3 In 'giftedness', count the "f"


See if I can find a failed one even on my slow mac. Would think at least 3-4 out of 100 so not that hard. Add print failed option to `my_chat_eval.py`

In [31]:
import os
os.environ["PYTHONPATH"] = "../my_nanochat"

In [38]:
!python -m scripts.my_chat_eval \
    --source=mid \
    --batch-size=1 \
    --model-tag=d20 \
    --max-problems=200 \
    --task-name=SpellingBee \
    --print-failed

Autodetected device type: mps
loading the model from /Users/ericsilberstein/.cache/my_nanochat/mid_checkpoints/d20 with step 809
Building model with config: {'sequence_len': 2048, 'vocab_size': 65536, 'n_layer': 20, 'n_head': 10, 'n_kv_head': 10, 'n_embd': 1280}
Conversation: {'messages': [{'role': 'user', 'content': "initiatrixの中に't'がいくつ"}, {'role': 'assistant', 'content': [{'type': 'text', 'text': "We are asked to find the number 't' in the word 'initiatrix'. Let me try a manual approach first.\n\nFirst spell the word out:\ninitiatrix:i,n,i,t,i,a,t,r,i,x\n\nThen count the occurrences of 't':\n1:i\n2:n\n3:i\n4:t hit! count=1\n5:i\n6:a\n7:t hit! count=2\n8:r\n9:i\n10:x\n\nThis gives us 2."}, {'type': 'text', 'text': '\n\nLet me double check this using Python:\n\n'}, {'type': 'python', 'text': "'initiatrix'.count('t')"}, {'type': 'python_output', 'text': '2'}, {'type': 'text', 'text': '\n\nPython gives us 2.\n\nMy final answer is:\n\n#### 2'}]}]}

Model completion(s): ["We are asked to 

^ Interesting.

For t's in initiatrix, it spells "initiatrix" wrong when it's spelling it out: i,n,i,t,i,a,r,x but copies it correctly when it writes "First spell the word out:\ninitiatrix" and when it writes the python program: 'initiatrix'.count('t')

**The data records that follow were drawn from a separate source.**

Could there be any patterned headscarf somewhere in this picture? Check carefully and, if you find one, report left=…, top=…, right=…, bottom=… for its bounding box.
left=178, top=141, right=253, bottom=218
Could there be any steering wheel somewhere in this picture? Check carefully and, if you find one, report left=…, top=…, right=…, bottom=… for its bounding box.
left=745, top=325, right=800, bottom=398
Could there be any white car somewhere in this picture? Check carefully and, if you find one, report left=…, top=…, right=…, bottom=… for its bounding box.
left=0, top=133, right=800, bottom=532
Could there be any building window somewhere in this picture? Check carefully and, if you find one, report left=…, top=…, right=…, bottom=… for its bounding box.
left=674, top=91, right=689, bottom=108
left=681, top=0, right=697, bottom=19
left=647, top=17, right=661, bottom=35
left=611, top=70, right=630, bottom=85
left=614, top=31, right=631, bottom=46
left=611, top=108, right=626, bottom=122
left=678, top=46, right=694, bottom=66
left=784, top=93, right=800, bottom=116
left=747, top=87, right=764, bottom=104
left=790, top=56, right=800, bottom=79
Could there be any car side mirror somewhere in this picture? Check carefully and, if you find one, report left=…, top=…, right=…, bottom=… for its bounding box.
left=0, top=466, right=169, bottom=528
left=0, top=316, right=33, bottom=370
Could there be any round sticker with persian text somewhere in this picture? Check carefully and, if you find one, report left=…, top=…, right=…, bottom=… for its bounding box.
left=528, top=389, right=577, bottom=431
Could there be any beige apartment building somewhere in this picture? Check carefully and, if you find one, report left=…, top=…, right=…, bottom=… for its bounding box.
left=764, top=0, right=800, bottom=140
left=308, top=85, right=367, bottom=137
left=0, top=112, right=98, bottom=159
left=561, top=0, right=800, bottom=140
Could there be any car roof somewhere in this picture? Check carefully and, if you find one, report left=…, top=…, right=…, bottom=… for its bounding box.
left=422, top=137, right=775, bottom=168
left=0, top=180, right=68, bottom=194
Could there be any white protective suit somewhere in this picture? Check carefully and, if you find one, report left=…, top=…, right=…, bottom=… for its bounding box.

For t's in weights, the model goes somewhere totally different, writing: Weights are a plural noun that refers to the amount of something that is being weighed or measured.

For r's in heparinized, it loses the spelling even on its first copy: We are asked to find the number 'r' in the word 'healinized'

For n's in improvements, it spells it out as: i,n,f,o,r,p,r,i,e,m,e,n,t,s but copies it right including into the python progrma.

For m's in cimicifugin, it copies it right but spells it out wrong: c,i,m,i,c,i,f,u,m,i,n

Is it crazy that with "just" 80,000 examples showing this format and another 200,000 of simple spelling examples the model becomes so good at this? I guess compared to what I know larger models (and maybe even this one) are capable of this doesn't seem like a big deal. But if I didn't know that, this would seem crazy.